My sister has disabilities – when do I tell people about her?

I don’t think I’ve spent a lot of time talking about this here, and if I have, well, I’m gonna talk about it again today, and possibly more later. Because, well, this is a tricky situation: those of us who have siblings with disabilities all relate to our siblings in different ways, just like sibs from entirely typical families. Think about it, if you’re in one of those families: when you meet someone new, when do you first mention your sibling(s), and why? Siblings (or a lack thereof) are important to us all, and can be an important topic with new acquaintances.

I’ve added some new people to my circle of friends recently, and I have quite consciously tried to analyze when and how to introduce Lily’s existence. I don’t want it to be a big deal, because I feel like if I treat it like some momentous unveiling, it enforces the idea that disability is scary and talking about disability is uncomfortable. And that’s not true, or shouldn’t be. But it’s also true that Lily is a major force in my life, and I want to introduce who she is in a fair, responsible way that honors how much we love each other and how dramatically some of our and her experiences have shaped me.

Talking about Lily is also non-trivial because the process of describing her disabilities is…involved. I was joking recently with a friend that people ask about Down Syndrome or autism spectrum disorders, because those are so well known and situations like my sister’s are rare; I was joking because I was feeling weird about having just mentioned Lily…on a first date. He responded pretty well, considering I hadn’t really expected to talk about her (as y’all have just read, it’s tricky) and didn’t have a set script in mind. Yes, a script. You think I want to talk to a new, possibly important person in my life about one of the very most important people in my life without some forethought? I should maybe tell you a bit more, here…

It was a great first date, where you just “talk like crazy,” to borrow a notion from Ursula K. LeGuin. We were discussing how we’d each dealt with a particular observance in Jewish tradition, growing up, and Lily kind of throws those off, for my family. He, quite reasonably, asked why we had taken the approach we had. I just said that I had a little sister with severe disabilities, and that she didn’t understand the reasoning but the rest of us did, so we compromised. And he said he was sorry in That Way, the way people do when they have to say something and they don’t know what. I shrugged and told him that was life, and I may also have had a funny look on my face, because I was so distinctly uncomfortable – if things hadn’t been going so well, I might not have really cared so much about this issue, but things were going super well and I knew I wanted to see him again. To his credit, instead of backing away from the topic, he asked if she had Down Syndrome (now you know why I’m telling you this story!), to which I said no (of course). He sort of fumbled with the explanation that he wanted to know what it was about her that would prevent her from understanding, so I told him that, to keep things simple, she has a severe left-right asymmetry that includes her brain not developing normally. And amazingly the conversation moved on, and later, we had a short conversation about accessibility devices without any real angst on my part. (That topic followed naturally from us talking about computers and cameras and handheld devices and getting them to talk to each other.)
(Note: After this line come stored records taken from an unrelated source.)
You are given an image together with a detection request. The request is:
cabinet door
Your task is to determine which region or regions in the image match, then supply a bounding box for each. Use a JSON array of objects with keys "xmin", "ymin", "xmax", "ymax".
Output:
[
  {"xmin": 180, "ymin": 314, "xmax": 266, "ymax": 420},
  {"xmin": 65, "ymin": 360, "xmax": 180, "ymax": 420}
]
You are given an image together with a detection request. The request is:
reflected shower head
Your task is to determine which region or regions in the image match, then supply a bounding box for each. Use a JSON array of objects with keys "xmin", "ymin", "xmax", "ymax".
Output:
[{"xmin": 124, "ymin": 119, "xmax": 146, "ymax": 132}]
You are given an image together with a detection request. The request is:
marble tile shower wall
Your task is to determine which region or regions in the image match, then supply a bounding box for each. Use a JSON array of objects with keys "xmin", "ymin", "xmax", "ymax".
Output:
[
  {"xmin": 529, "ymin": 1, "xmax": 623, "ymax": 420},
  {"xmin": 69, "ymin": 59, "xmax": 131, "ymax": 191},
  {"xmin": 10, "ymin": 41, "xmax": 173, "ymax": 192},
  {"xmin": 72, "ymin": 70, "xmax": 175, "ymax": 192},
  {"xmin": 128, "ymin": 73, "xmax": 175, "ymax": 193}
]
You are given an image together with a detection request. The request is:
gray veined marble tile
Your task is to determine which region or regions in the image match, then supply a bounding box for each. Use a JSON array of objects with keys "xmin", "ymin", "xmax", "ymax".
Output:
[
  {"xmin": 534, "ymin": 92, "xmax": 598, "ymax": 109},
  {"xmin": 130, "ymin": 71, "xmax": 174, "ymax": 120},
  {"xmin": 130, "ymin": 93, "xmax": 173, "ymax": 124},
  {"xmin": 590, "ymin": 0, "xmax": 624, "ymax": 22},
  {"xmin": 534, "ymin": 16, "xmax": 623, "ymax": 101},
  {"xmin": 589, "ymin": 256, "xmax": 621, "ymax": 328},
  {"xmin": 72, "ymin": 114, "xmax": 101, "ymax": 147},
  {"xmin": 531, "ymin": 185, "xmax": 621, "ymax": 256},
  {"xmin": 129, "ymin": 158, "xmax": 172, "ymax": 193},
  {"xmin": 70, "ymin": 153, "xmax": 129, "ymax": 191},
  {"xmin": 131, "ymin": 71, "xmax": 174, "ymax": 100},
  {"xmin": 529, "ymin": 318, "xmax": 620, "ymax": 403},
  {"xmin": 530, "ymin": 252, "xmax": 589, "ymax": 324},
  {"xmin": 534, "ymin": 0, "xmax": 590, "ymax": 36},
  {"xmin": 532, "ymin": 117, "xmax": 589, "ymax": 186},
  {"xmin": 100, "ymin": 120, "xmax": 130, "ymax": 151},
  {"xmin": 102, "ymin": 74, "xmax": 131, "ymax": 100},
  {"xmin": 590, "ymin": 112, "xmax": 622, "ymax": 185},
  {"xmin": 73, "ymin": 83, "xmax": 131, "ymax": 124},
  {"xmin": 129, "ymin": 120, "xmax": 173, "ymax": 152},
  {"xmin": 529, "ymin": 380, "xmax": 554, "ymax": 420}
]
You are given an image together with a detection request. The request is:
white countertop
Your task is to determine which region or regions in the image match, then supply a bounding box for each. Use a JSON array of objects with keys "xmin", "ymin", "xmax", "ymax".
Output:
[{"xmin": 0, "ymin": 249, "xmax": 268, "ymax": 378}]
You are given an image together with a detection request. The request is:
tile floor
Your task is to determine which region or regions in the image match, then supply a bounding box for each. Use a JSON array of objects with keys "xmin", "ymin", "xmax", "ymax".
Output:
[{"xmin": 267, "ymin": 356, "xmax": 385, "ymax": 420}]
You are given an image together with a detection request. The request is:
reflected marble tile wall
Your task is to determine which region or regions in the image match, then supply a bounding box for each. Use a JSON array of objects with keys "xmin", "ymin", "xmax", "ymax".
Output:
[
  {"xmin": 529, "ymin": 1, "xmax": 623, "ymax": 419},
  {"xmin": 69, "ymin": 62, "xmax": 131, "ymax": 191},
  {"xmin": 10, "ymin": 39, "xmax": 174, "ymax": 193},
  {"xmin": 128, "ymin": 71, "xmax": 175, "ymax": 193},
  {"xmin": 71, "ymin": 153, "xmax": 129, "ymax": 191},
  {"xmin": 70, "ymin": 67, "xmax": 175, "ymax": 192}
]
We’re going to have to have a much longer conversation about Lily in the future, he and I, if things keep going the way they have been. And eventually, I may have to decide when to tell him (and, actually, a lot of my friends – even friends I’ve had for years or decades) about this blog.

I am actually much more comfortable talking about Lily in a very casual way now that I’ve been writing here for awhile. Most of the time, I simply mention the relevant details in the moment – “oh, yeah, my sister’s got severe disabilities and that’s why _____” or “I know about ___ because of my sister’s disabilities” or similar. I’ve had guests in my apartment who have seen pictures of Lily, and it’s so much easier now just to say that that’s my sister. (It’s very obvious that she doesn’t have one of the popularly-known diagnoses from her pictures, and people generally don’t ask, and if they do, they ask more thoughtful questions.) I don’t hesitate so much to share stories about us with people I know, like coworkers. (Many of Lily’s developmental levels are stuck at toddler, and so it’s all too natural to want to share stories with parents of small children.)

Take home message? Yeah, I have no answer to the title question. Sometimes it just works out, and sometimes it’s a weird mess and you have to try again or give up.


2 Comments on “My sister has disabilities – when do I tell people about her?”

  1. Lynne says:

    This is just a thought, since you mentioned that these conversations go more easily and people seem more thoughtful about it if they are responding to a picture of her. Maybe when you feel that you really want to bring it up and tell the story to someone (i.e. not a spontaneous discussion, but one that you especially want to play out well), you can have a wallet photo of you and Lily ready to pull out to start the conversation (or a picture on a phone, if your phone can do that).

    • Elysia says:

      That’s a great idea! I do have pictures of her on my phone, and it would be easy to add some of the pictures of us together that I have framed at home to that file collection.